Une manière subtile d’amadouer les esprits rebelles : flatter leur égo, louer leur engagement citoyen, vanter leur civisme. A cet exercice, il n’y a pas meilleur que le chef du gouvernement. Du moins, c’est ce qu’il a montré lundi dans le cadre de la séance mensuelle de politique publique à la Chambre des représentants consacrée au Projet de Loi de Finances 2023.
Aziz Akhannouch s’est en effet taillé un costume de laudateur des entreprises exemplaires. Pas les 80% d’entreprises qui échappent au paiement de l’impôt sur les sociétés. Celles-là, il les snobe, préférant mettre en orbite celles qui paient régulièrement : ces 20% d’entreprises qui s’acquittent de 80% de l’IS au Maroc.
Dans le cadre du PLF 2023, le gouvernement entame une réforme globale de l’IS, pour s'acheminer graduellement vers l'unification du taux de l'impôt sur les sociétés à hauteur de 20% d’ici quatre ans. Sauf que parallèlement, il accentue la pression sur les grandes entreprises et les établissements de crédit, avec pour objectif de faire payer davantage ces bons contribuables. Les grandes boîtes dont les bénéfices nets dépassent 100 millions de dirhams devront ainsi s’acquitter d’un taux d’IS de 35% (vs 31% actuellement).
Pour les établissements de crédit et organismes assimilés, Bank Al-Maghrib, la Caisse de dépôt et de gestion et les compagnies d'assurances et de réassurance, le taux d’’IS sera porté à 40% (vs 37% actuellement). L’arithmétique fiscale adoptée consiste, d’un côté, à augmenter progressivement le taux d'imposition des grandes entreprises et maintenir la contribution sociale de solidarité sur les bénéfices et les revenus au titre des trois prochaines années, et d'autre part, à alléger la pression fiscale sur les salariés et les retraités.

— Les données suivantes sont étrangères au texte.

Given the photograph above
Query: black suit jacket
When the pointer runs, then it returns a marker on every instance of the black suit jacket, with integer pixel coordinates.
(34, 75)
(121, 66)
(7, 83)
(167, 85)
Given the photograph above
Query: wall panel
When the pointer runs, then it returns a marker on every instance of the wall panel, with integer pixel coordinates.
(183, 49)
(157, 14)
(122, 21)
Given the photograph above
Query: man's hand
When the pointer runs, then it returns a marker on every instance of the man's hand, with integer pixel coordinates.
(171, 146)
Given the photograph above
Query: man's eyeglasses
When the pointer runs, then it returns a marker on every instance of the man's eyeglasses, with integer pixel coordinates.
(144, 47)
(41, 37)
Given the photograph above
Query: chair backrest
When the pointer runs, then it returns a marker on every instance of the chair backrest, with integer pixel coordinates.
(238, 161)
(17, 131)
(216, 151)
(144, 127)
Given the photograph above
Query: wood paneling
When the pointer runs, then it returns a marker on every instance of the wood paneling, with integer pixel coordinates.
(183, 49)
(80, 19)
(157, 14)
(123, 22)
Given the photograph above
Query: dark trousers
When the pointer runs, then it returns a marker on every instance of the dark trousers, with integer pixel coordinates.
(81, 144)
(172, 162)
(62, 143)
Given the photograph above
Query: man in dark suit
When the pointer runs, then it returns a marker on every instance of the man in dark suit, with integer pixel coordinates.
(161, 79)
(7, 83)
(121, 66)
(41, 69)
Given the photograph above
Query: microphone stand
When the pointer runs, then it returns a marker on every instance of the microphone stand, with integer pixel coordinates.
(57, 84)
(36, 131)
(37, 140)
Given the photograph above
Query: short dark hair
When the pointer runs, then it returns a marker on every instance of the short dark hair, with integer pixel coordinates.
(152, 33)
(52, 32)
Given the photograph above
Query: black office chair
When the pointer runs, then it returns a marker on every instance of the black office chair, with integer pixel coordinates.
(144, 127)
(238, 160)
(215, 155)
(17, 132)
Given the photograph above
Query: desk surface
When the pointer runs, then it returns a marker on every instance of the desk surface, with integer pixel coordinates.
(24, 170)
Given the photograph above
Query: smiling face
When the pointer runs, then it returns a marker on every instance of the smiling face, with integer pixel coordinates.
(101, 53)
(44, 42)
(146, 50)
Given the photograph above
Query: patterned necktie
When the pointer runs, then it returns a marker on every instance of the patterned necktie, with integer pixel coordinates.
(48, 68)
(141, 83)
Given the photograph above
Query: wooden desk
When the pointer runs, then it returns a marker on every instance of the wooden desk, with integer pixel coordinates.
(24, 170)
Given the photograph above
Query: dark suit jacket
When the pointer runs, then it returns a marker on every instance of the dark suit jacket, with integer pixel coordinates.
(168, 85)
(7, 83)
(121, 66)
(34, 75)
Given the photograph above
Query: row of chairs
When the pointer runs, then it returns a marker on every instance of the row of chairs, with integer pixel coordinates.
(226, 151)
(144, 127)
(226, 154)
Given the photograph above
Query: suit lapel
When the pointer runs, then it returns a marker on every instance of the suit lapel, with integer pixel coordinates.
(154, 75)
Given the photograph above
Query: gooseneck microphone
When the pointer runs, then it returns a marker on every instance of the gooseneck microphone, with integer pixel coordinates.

Ainsi présentée par Akhannouch, cette réforme de l’IS est a priori plus digeste et mieux acceptée par l’opinion publique. Elle s’inscrirait dans plus de «justice et d’équité fiscales», et traduit, selon le chef du gouvernement, «le civisme fiscal dont ont fait preuve les entreprises ayant réalisé des bénéfices, afin de contribuer à réduire l'écart entre les revenus et les charges du budget général». «(…) Les Marocains se souviendront qu’en pleine crise, les entreprises ont joué un rôle», ajoute-t-il, comme pour dire que tout le monde doit participer à l’effort de guerre.
Pas sûr pour autant que les grandes entreprises et autres établissements de crédit soient ravis de payer plus d’IS. Car, justement, en termes d’équité, il y a à redire. Puisque tout le monde ne participe pas à cet effort de guerre, beaucoup d’entreprises échappant à cet impôt. L’assiette fiscale est en effet biaisée non seulement par la persistance de certaines pratiques, comme la sous-déclaration du résultat fiscal, mais également par la faible intégration du secteur informel. Ce qui induit forcément un maintien à un niveau élevé de la pression fiscale. Dans son rapport sur les statistiques des recettes publiques en Afrique, l’OCDE classe le Maroc au 4ème rang des pays aux taux de pression fiscale les plus élevés (27,6%, y compris les charges sociales).